A-Level Maths H1 Quiz - Geometry Trigonometry

Answer Key and Teaching Notes

Question 1 (2 marks)

Answer: $\theta = 36.9°$ and $\theta = 143.1°$

Working:

$\sin \theta = 0.6$
Principal value: $\theta = \sin^{-1}(0.6) = 36.869...° \approx 36.9°$
Since $\sin \theta > 0$ , solutions lie in the 1st and 2nd quadrants.
Second solution: $\theta = 180° - 36.9° = 143.1°$

Marking: 1 mark for the principal value; 1 mark for the second solution.

Teaching Note: For $\sin \theta = k$ where $0 < k < 1$ , there are always two solutions in $[0°, 360°]$ : $\theta = \sin^{-1}(k)$ and $\theta = 180° - \sin^{-1}(k)$ . Students should sketch the sine graph to visualise this.

Question 2 (2 marks)

Answer: $1 + \cos x$

Working: $\frac{\sin^2 x}{1 - \cos x} = \frac{1 - \cos^2 x}{1 - \cos x} = \frac{(1 - \cos x)(1 + \cos x)}{1 - \cos x} = 1 + \cos x$

Marking: 1 mark for using $\sin^2 x = 1 - \cos^2 x$ ; 1 mark for factorising and simplifying to $1 + \cos x$ .

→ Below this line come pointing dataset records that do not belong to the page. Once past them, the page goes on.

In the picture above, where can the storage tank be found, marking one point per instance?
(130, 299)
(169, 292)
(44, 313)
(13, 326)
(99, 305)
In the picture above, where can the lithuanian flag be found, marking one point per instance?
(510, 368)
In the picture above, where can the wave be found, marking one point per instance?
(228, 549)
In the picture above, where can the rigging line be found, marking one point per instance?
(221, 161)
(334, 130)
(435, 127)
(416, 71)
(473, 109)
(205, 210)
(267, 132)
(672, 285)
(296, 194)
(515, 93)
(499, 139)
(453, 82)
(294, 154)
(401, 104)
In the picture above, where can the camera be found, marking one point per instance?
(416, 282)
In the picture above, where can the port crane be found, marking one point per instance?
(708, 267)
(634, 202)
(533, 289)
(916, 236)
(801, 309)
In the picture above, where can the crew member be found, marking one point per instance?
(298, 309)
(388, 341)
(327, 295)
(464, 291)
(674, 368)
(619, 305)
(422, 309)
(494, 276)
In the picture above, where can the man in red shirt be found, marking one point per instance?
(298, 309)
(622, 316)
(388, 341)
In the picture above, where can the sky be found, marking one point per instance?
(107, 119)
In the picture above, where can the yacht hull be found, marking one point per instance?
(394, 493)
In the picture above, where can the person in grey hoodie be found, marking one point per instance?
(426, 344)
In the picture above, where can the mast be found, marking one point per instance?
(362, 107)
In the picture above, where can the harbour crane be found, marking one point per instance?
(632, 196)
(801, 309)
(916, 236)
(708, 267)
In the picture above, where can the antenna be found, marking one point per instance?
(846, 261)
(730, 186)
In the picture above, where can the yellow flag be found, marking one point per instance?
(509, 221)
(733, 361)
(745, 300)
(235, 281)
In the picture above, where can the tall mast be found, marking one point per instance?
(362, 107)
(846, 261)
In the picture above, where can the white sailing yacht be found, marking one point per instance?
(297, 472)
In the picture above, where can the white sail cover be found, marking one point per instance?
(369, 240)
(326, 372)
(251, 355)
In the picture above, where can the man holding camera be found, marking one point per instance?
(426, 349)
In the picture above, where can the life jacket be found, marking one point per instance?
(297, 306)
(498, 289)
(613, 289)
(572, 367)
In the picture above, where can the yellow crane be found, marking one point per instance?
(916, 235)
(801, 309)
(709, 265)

Teaching Note: This uses the Pythagorean identity $\sin^2 x + \cos^2 x = 1$ , rearranged as $\sin^2 x = 1 - \cos^2 x$ . The difference of squares $1 - \cos^2 x = (1-\cos x)(1+\cos x)$ allows cancellation. This is a standard simplification technique.

Question 3 (3 marks)

Proof: $\text{LHS} = \frac{1}{\cos \theta} - \cos \theta = \frac{1 - \cos^2 \theta}{\cos \theta} = \frac{\sin^2 \theta}{\cos \theta}$

$\text{RHS} = \sin \theta \tan \theta = \sin \theta \cdot \frac{\sin \theta}{\cos \theta} = \frac{\sin^2 \theta}{\cos \theta}$

Since LHS = RHS, the identity is proven. $\blacksquare$

Marking: 1 mark for combining LHS into a single fraction; 1 mark for using $1 - \cos^2 \theta = \sin^2 \theta$ ; 1 mark for showing RHS equals the same expression.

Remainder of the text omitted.